Package holidays are back and stay-cations are out. So says travel industry veteran Peter Long as he unveiled another strong set of results at TUI Travel, the FTSE 100 business behind Thomson and First Choice.
Long has always argued that families now so value their annual foreign holiday that they will keep taking it however tight the squeeze on finances.
Today he offered further evidence, an 8 per cent rise in profits to £390 million for the year to September.
“I have always had a view that if our customers are in employment, the overseas holidays is a must they will forgo other things for,” he said.
“And we’ve had a renaissance of the package holiday, it is coming back. It is great value and they give peace of mind. We look after our customers.”
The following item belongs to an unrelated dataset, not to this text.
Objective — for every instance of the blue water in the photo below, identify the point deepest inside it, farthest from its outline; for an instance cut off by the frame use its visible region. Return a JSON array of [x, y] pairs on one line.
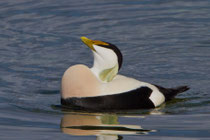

One fad that may be dying was the trend to take holidays in the UK to save cash - last summer’s dreadful weather may have killed off that fashion, with forward bookings at TUI looking strong.
“Customers who didn’t travel this summer are not going to take the risk on the weather again,” he said.
Revenues slipped slightly to £14.46 billion, but the strength of the balance sheet allows a 4% rise in the dividend to 11.7p.
Long, in the game for 28 years, skirted around the troubles at arch rival Thomas Cook, saying only: “The strong will get stronger. The market environment is not going to help you.”
Long says the last five years at TUI have partly been about knocking the merged business into shape and achieving cost savings. The next five will be about growth, he insists.
The French business continues to under perform, he notes. The French can always just head south in the car if they need some sun, notes Long.
Online sales rose 3 per cent to account for 33 per cent of mainstream sales, it said.